Заявление. О произошедшем тогда узнают знакомые,
— Роман Андреевич, - сжимаю кулак, тем самым сжав его пальцы. Он внимательно меня слушает, не поморщившись. – Я не хочу, - хмурится еще сильнее, между бровями пролегает морщинка.
— Не глупи, Дина!
— Я не могу. Вы не понимаете! – слезы вновь катятся по щекам, губы дрожат. – Не понимаете! Меня будут осуждать! Меня назовут легкомысленной. Почти всегда жертвы насилия виноваты в глазах общественности, будто они сами спровоцировали. Всегда! – кусаю губы до крови, пытаюсь вырвать ладонь из руки Романа Андреевича, отвернуться. Вообще хочу, чтобы он ушел. Исчез. Не видел меня такой разбитой, подавленной, растоптанной.

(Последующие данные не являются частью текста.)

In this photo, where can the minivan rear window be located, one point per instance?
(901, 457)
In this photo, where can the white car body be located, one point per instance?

Меня приподнимают и прижимают к груди. Вырываюсь, упираюсь ладонями в мужскую грудь, мотаю головой. Все равно утыкаюсь лицом в рубашку, пахнущую знакомым запахом. От рыданий мои плечи вздрагивают, мое сопротивление подавляют на корню. Всхлипываю, сжимаю ткань рубашки.
— Все будет хорошо, - тихо произносит Роман Андреевич, слегка качая меня в своих объятиях. – Все будет хорошо, - ладонь ласково гладит по спине, так матери гладят своего малыша, который только что заходился в истерике.
Какое-то время мы не спешим отстраняться друг от друга. Меня гладят по спине, я с каждым вдохом успокаиваюсь, приятный ментол действует на меня, как успокаивающе. Через пару минут напоминаю себе, что неприлично быть в объятиях чужого мужчины. Отстраняюсь.
— Спасибо, - шмыгаю носом, опуская глаза.
— У тебя есть родственники, которые смогут о тебе позаботиться после выписки из больницы? – Роман Андреевич заглядывает в глаза, я мотаю в отрицании головой. – Может мне позвонить Лике?
— Нет! – запальчиво и жарко восклицаю. Мужчина приподнимает бровь. – Не хочу ее тревожить. И Регине не надо говорить об этом.... Вообще никому! Я не хочу, чтобы кто-то знал о том, что случилось сегодня.
— Есть кто может о тебе позаботиться?
— Нет. Я одна, - опускаю голову, волосы закрывают лицо. Мне страшно и стыдно сейчас признаться Роману Андреевичу, что не хочу возвращаться в квартиру, где происходил кошмар.
— Завтра после утреннего обхода тебя выпишут. Я не жду твоего появления на работе в ближайшую неделю, но, Дина... Ты должна будешь посетить психолога. На всякий случай, - взглянув в его синие глаза, вижу, что переживает, волнуется. Пусть скупо и по-мужски, не выражая открыто эти чувства, на душе у меня вдруг становится чуть-чуть теплее. Словно в зимнюю стужу неожиданно солнышко пригрело.
— Спасибо за заботу, Роман Андреевич.
— Сейчас сообщу врачу, что ты очнулась. Утром заеду еще, - пожимает мою руку, лежащую поверх одеяла. Вымученно выдавливаю улыбку. – Все будет хорошо, Дин.